Rush University Medical Center is the only hospital in Illinois—and one of only a few nationwide—using cartilage transplants to repair damaged shoulder joints, the facility says.
“For a long time surgeons have been looking for an alternative to joint replacement that is more effective than simply cleaning out the joint arthroscopically. In cartilage restoration, we re-grow fresh tissue or use donated tissue. It’s an exciting and promising new treatment for damaged joints, now including the shoulder,” says Brian Cole, MD, an orthopedic surgeon at Rush who specializes in cartilage restoration of the joints.
Conservative treatment for cartilage defects in the shoulder, as for any joint, includes physical therapy, anti-inflammatory medications, and steroid injections. If these treatments are ineffective, arthroscopy has traditionally been the alternative of choice. But arthroscopy often provides only temporary relief, since the underlying damage to the cartilage is not corrected.
In cartilage restoration of the shoulder, the injured tissue is replaced with healthy cartilage from either the patient’s own body or a donor cadaver.
The procedure is intended for young, active patients. For these individuals, metal and plastic prostheses are generally not recommended because the components wear out over time, requiring a second, more complicated surgery.
At the age of 22, Brynn O’Keefe underwent what is called an autologous chondrocyte implantation, using her own knee tissue. “I know it sounds corny,” O’Keefe says, “but the surgery changed my life.”

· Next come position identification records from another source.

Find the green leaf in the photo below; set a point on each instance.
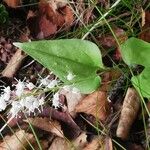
(79, 58)
(136, 51)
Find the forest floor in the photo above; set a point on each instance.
(53, 116)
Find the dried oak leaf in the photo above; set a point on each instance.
(52, 17)
(59, 144)
(46, 124)
(63, 144)
(108, 41)
(12, 3)
(99, 143)
(95, 104)
(145, 34)
(17, 141)
(72, 100)
(129, 113)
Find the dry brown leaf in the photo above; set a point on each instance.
(99, 143)
(64, 144)
(72, 100)
(13, 64)
(59, 144)
(107, 41)
(52, 16)
(17, 141)
(13, 3)
(129, 113)
(95, 104)
(145, 35)
(47, 28)
(47, 125)
(80, 142)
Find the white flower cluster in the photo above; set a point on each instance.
(25, 96)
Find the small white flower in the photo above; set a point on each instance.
(67, 87)
(20, 88)
(3, 104)
(15, 109)
(75, 90)
(70, 76)
(45, 81)
(7, 93)
(41, 101)
(55, 100)
(52, 84)
(30, 86)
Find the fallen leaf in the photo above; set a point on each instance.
(64, 144)
(72, 100)
(63, 117)
(95, 104)
(99, 143)
(108, 41)
(52, 16)
(47, 28)
(80, 142)
(129, 113)
(47, 125)
(13, 3)
(59, 144)
(17, 141)
(13, 64)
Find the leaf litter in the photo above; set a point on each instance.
(71, 119)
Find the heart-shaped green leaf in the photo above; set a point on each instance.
(136, 51)
(74, 61)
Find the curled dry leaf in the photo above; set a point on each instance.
(17, 141)
(52, 16)
(95, 104)
(72, 100)
(108, 41)
(99, 143)
(80, 142)
(63, 144)
(145, 34)
(59, 144)
(129, 112)
(47, 125)
(63, 117)
(12, 3)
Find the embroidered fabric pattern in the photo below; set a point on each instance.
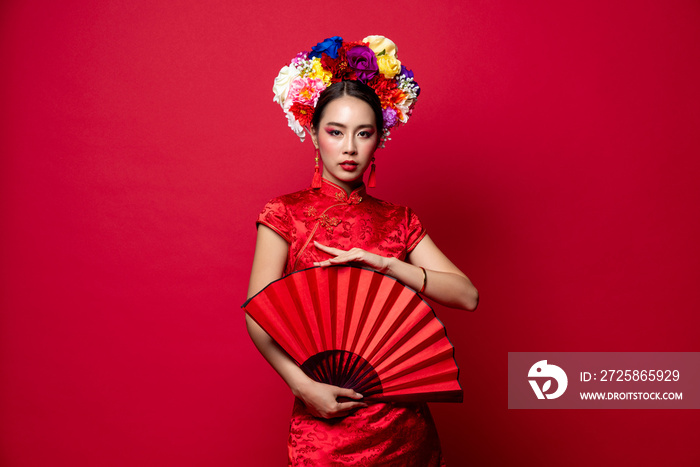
(355, 220)
(386, 434)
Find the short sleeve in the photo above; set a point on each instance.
(415, 230)
(275, 216)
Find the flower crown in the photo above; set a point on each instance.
(372, 61)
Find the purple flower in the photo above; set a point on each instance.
(362, 60)
(390, 117)
(329, 46)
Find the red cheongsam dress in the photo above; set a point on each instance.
(383, 434)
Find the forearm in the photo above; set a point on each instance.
(282, 363)
(447, 288)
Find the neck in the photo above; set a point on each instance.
(349, 187)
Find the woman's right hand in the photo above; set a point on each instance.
(321, 399)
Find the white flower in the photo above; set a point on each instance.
(281, 86)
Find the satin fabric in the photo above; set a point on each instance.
(383, 434)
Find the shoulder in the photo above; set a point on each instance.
(389, 208)
(293, 198)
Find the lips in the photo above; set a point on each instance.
(349, 165)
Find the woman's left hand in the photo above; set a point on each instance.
(354, 255)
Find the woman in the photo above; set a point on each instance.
(337, 222)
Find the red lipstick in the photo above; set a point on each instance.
(348, 165)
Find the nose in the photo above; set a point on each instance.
(350, 146)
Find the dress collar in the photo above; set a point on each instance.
(339, 194)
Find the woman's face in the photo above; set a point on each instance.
(346, 138)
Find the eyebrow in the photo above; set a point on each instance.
(366, 125)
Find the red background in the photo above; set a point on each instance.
(553, 155)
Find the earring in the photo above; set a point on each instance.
(372, 180)
(316, 182)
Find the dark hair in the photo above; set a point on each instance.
(353, 89)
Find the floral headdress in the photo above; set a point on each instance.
(372, 61)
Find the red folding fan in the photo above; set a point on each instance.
(360, 329)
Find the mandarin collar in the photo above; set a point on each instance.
(339, 194)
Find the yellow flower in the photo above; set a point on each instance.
(380, 45)
(389, 66)
(318, 72)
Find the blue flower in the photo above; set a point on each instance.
(329, 46)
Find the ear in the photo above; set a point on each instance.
(314, 135)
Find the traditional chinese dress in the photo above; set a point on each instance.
(386, 434)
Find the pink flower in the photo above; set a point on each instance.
(304, 91)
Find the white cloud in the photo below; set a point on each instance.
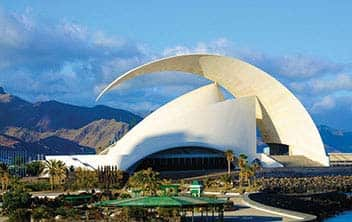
(326, 103)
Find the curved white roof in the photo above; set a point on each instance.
(280, 115)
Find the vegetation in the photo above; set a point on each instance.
(229, 157)
(16, 203)
(34, 168)
(4, 177)
(110, 176)
(56, 170)
(85, 179)
(147, 181)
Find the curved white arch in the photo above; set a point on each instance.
(280, 115)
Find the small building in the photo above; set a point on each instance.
(196, 188)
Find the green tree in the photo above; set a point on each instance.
(147, 181)
(229, 157)
(16, 202)
(34, 168)
(255, 166)
(56, 169)
(242, 164)
(4, 177)
(86, 179)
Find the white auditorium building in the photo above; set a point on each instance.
(193, 130)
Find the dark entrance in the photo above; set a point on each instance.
(184, 158)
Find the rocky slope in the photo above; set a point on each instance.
(57, 128)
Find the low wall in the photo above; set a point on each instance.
(298, 216)
(305, 172)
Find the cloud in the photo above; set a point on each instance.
(330, 84)
(326, 103)
(60, 60)
(68, 62)
(287, 66)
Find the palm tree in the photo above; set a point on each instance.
(256, 165)
(147, 181)
(4, 177)
(229, 157)
(56, 169)
(242, 163)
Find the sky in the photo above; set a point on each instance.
(69, 50)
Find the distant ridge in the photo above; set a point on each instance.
(56, 128)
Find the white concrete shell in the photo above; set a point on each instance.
(280, 115)
(199, 118)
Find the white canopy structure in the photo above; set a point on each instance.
(203, 118)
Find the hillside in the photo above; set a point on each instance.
(57, 128)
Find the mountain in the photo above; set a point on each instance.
(53, 115)
(57, 128)
(336, 140)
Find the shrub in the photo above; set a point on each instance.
(40, 213)
(20, 215)
(38, 186)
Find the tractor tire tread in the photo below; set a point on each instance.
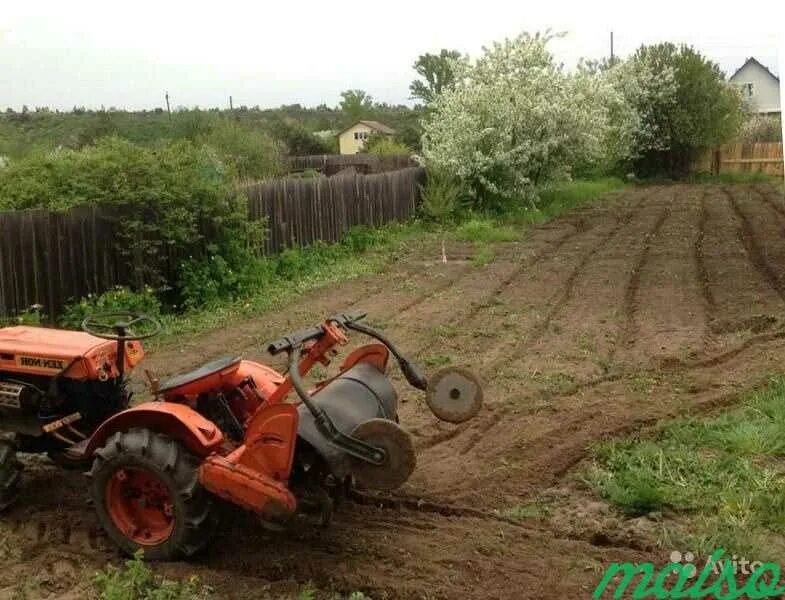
(166, 456)
(10, 474)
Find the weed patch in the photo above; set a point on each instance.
(725, 474)
(136, 581)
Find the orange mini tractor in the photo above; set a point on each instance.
(231, 429)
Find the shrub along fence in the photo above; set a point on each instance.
(51, 258)
(330, 164)
(761, 157)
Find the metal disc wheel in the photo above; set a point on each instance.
(400, 461)
(454, 394)
(147, 496)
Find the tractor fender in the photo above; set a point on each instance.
(180, 422)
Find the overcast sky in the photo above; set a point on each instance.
(62, 54)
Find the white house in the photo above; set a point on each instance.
(352, 139)
(759, 86)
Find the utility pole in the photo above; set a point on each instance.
(611, 48)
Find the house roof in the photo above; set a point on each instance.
(752, 60)
(375, 125)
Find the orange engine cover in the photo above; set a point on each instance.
(42, 351)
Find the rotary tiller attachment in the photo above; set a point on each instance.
(352, 421)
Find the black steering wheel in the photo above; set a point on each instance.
(118, 326)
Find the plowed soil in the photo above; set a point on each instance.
(657, 302)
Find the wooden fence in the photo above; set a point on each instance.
(302, 211)
(763, 157)
(330, 164)
(50, 258)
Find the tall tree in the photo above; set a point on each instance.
(356, 103)
(438, 70)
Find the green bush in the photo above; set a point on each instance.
(117, 299)
(167, 200)
(136, 581)
(702, 112)
(442, 196)
(253, 154)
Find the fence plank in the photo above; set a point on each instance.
(761, 157)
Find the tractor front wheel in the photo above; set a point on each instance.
(147, 495)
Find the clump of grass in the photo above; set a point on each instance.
(558, 198)
(136, 581)
(725, 472)
(486, 230)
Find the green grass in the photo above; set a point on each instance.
(369, 251)
(136, 581)
(725, 475)
(365, 251)
(486, 230)
(558, 198)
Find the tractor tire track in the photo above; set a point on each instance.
(754, 251)
(560, 299)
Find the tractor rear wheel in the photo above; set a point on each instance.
(10, 473)
(147, 495)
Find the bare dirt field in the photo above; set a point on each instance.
(658, 301)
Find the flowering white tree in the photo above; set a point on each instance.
(516, 119)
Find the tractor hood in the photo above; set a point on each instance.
(42, 351)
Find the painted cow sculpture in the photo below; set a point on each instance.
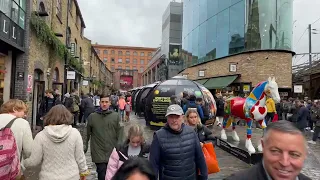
(249, 109)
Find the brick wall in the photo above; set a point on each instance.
(253, 66)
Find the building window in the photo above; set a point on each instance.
(141, 69)
(59, 9)
(15, 12)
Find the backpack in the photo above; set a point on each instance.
(114, 100)
(9, 159)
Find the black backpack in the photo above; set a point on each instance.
(68, 103)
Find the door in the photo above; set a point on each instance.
(38, 95)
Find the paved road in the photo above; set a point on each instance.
(228, 163)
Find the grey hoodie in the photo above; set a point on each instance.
(57, 133)
(59, 151)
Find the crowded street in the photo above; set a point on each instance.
(159, 90)
(228, 163)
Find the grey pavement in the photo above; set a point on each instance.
(228, 163)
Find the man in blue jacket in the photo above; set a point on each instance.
(175, 152)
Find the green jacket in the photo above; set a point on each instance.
(105, 132)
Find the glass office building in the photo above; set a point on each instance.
(214, 29)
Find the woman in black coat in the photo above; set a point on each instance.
(193, 120)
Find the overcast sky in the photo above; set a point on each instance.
(124, 22)
(138, 23)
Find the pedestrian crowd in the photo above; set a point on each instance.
(178, 151)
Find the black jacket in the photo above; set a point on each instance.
(87, 105)
(204, 134)
(177, 155)
(256, 172)
(220, 108)
(145, 148)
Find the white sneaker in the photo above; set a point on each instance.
(312, 142)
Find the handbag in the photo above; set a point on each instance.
(275, 118)
(210, 158)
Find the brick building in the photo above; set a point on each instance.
(126, 62)
(14, 32)
(233, 46)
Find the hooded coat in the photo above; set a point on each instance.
(60, 149)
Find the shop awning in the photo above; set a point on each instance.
(220, 82)
(202, 81)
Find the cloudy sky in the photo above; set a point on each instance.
(138, 23)
(124, 22)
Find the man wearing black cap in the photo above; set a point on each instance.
(175, 151)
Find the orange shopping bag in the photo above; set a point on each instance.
(211, 158)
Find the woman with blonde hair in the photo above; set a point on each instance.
(59, 148)
(135, 146)
(193, 120)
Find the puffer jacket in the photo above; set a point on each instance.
(119, 155)
(177, 155)
(105, 132)
(204, 134)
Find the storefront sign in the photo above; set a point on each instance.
(11, 31)
(71, 75)
(29, 86)
(232, 67)
(85, 83)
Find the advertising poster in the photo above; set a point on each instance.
(126, 82)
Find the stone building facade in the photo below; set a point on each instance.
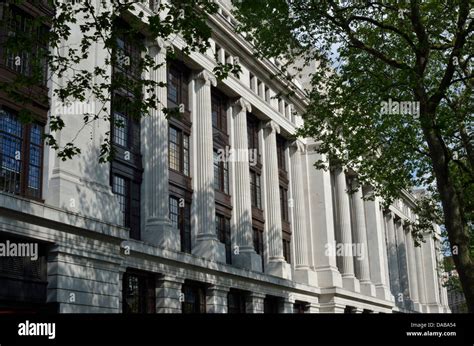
(218, 211)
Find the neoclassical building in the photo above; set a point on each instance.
(219, 210)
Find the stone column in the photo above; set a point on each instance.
(402, 263)
(286, 305)
(360, 233)
(431, 274)
(393, 258)
(376, 246)
(154, 147)
(255, 303)
(344, 225)
(303, 273)
(413, 279)
(207, 243)
(420, 276)
(216, 299)
(246, 257)
(277, 265)
(168, 294)
(322, 221)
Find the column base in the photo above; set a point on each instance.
(417, 307)
(279, 268)
(162, 234)
(350, 282)
(216, 300)
(248, 260)
(328, 277)
(254, 303)
(211, 249)
(306, 276)
(382, 292)
(367, 288)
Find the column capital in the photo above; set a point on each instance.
(272, 126)
(298, 146)
(159, 45)
(243, 105)
(207, 77)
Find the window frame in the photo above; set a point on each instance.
(25, 148)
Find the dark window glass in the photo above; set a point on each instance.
(221, 174)
(299, 307)
(121, 187)
(21, 156)
(177, 85)
(178, 150)
(255, 190)
(236, 302)
(22, 44)
(287, 250)
(219, 116)
(252, 135)
(284, 204)
(258, 244)
(223, 232)
(270, 305)
(138, 293)
(180, 215)
(281, 153)
(194, 299)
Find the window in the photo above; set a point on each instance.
(219, 114)
(194, 298)
(221, 174)
(284, 204)
(178, 150)
(223, 233)
(252, 81)
(258, 243)
(177, 83)
(255, 190)
(21, 156)
(128, 193)
(23, 48)
(138, 293)
(287, 249)
(300, 307)
(271, 305)
(180, 215)
(267, 94)
(252, 134)
(281, 153)
(236, 302)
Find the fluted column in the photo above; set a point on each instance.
(362, 261)
(246, 257)
(376, 246)
(207, 243)
(302, 269)
(154, 147)
(393, 259)
(277, 265)
(420, 277)
(402, 262)
(344, 222)
(321, 219)
(413, 279)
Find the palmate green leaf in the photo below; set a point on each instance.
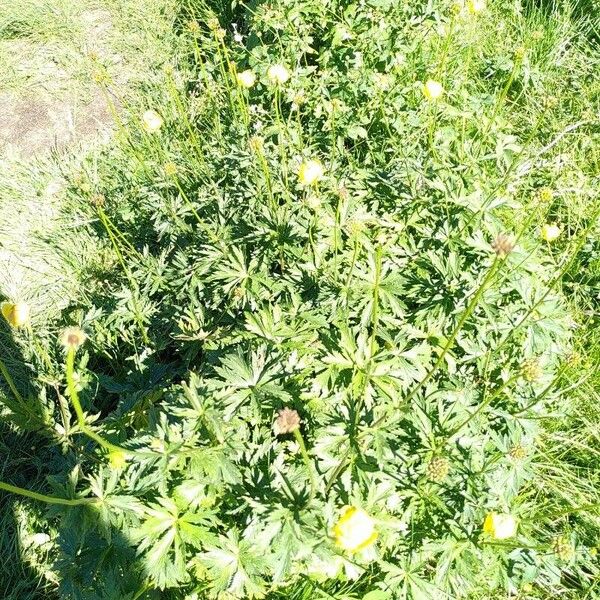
(234, 566)
(165, 537)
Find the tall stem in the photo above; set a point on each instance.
(13, 489)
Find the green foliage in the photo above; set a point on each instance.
(378, 303)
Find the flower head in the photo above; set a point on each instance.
(531, 370)
(117, 459)
(152, 121)
(500, 526)
(550, 231)
(72, 338)
(17, 313)
(310, 172)
(563, 548)
(433, 90)
(288, 421)
(546, 194)
(354, 530)
(246, 78)
(170, 169)
(437, 469)
(278, 74)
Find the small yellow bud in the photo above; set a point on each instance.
(170, 169)
(17, 314)
(550, 232)
(520, 52)
(355, 530)
(310, 172)
(246, 79)
(152, 121)
(563, 548)
(278, 74)
(117, 459)
(518, 452)
(433, 90)
(288, 421)
(500, 526)
(546, 194)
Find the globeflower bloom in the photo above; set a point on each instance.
(17, 313)
(246, 79)
(310, 172)
(550, 231)
(500, 526)
(433, 90)
(278, 74)
(152, 121)
(117, 459)
(354, 530)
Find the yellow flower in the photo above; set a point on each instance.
(500, 526)
(475, 6)
(117, 459)
(72, 338)
(17, 314)
(310, 172)
(246, 79)
(278, 74)
(152, 121)
(355, 530)
(550, 231)
(432, 90)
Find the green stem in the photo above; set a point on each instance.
(11, 383)
(308, 462)
(13, 489)
(71, 388)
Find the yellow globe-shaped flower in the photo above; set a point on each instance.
(246, 79)
(354, 530)
(500, 526)
(550, 232)
(433, 90)
(152, 121)
(17, 313)
(278, 74)
(310, 172)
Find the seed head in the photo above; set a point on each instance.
(503, 245)
(518, 452)
(288, 421)
(72, 338)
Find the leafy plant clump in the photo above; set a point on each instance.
(311, 347)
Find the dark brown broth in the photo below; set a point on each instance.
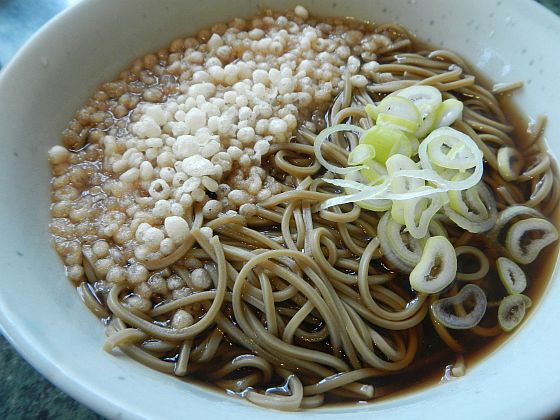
(434, 357)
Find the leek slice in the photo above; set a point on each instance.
(442, 309)
(401, 185)
(450, 150)
(437, 267)
(388, 252)
(483, 264)
(511, 275)
(408, 250)
(397, 112)
(361, 154)
(372, 204)
(418, 214)
(450, 111)
(385, 140)
(428, 116)
(373, 172)
(477, 213)
(521, 243)
(512, 310)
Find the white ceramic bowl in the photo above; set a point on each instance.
(58, 70)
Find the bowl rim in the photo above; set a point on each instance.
(72, 385)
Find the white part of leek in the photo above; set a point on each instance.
(416, 225)
(409, 252)
(438, 255)
(383, 237)
(523, 252)
(443, 309)
(451, 110)
(511, 275)
(483, 264)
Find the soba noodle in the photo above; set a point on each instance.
(303, 306)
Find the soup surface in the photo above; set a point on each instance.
(191, 209)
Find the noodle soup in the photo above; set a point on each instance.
(237, 209)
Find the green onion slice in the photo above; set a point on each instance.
(512, 311)
(398, 112)
(450, 150)
(406, 247)
(385, 140)
(443, 312)
(437, 267)
(474, 209)
(418, 213)
(511, 275)
(450, 111)
(361, 154)
(482, 260)
(372, 204)
(526, 239)
(388, 251)
(427, 123)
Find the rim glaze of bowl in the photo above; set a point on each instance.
(59, 68)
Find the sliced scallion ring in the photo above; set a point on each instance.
(373, 204)
(437, 267)
(526, 239)
(361, 154)
(396, 122)
(408, 251)
(510, 163)
(478, 214)
(449, 112)
(443, 312)
(385, 140)
(373, 172)
(401, 185)
(482, 259)
(511, 275)
(452, 151)
(427, 123)
(512, 311)
(397, 112)
(418, 214)
(393, 260)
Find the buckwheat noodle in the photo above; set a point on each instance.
(304, 308)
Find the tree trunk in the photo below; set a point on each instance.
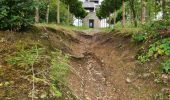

Brynn had injured her left shoulder when she fell from the uneven bars in a high school gymnastics meet. Besides the stabbing pain she experienced, as well as numbness and tingling down her arm, her shoulder would dislocate several times a day. Her arm movement was so restricted that she couldn’t even brush her hair.
Cole removed healthy cartilage cells from her knee, which were then grown in a specialized tissue repair laboratory at Genzyme Corporation to create millions of new cells. In a second surgery, Cole cleaned out the defective cartilage and covered the resulting hole with a patch—a piece of periosteum, the thin material that envelops bone. He then inserted the cultured cartilage cells under the patch, where they continued to multiply and integrated with the surrounding tissue.
Brynn said that she can now play baseball with her 5-year-old stepson and even do cartwheels and handstands.
In cases where more extensive damage involves both bone and cartilage, Cole employs a procedure called osteochondral allograft transplantation. In this procedure, the defect is filled in with a cylinder of healthy tissues extracted from a donor cadaver.
Cartilage transplants in the shoulder are less common than those for the knee in part because shoulder pain is more often caused by tendonitis or tears in the soft cartilage or shoulder muscles rather than by damage to the cartilage. Patients also tolerate shoulder pain better than knee pain.
“But for younger patients in severe pain, with limited movement because of cartilage injury or wear, transplants are a new and emerging option that can help them return to an active lifestyle,” Cole says.
Cole has numerous years of experience in tissue repair and heads the Cartilage Restoration Center at Rush, a multidisciplinary program specializing in the restoration of articular cartilage and meniscal deficiency. He has authored numerous peer-reviewed studies on the subject and teaches the surgical techniques to physicians in the United States and abroad.
Rush University Medical Center’s orthopedics program ranks tenth in the nation, according to U.S. News & World Report. Physicians from Rush serve as the team physicians for the Chicago Bulls and the Chicago White Sox.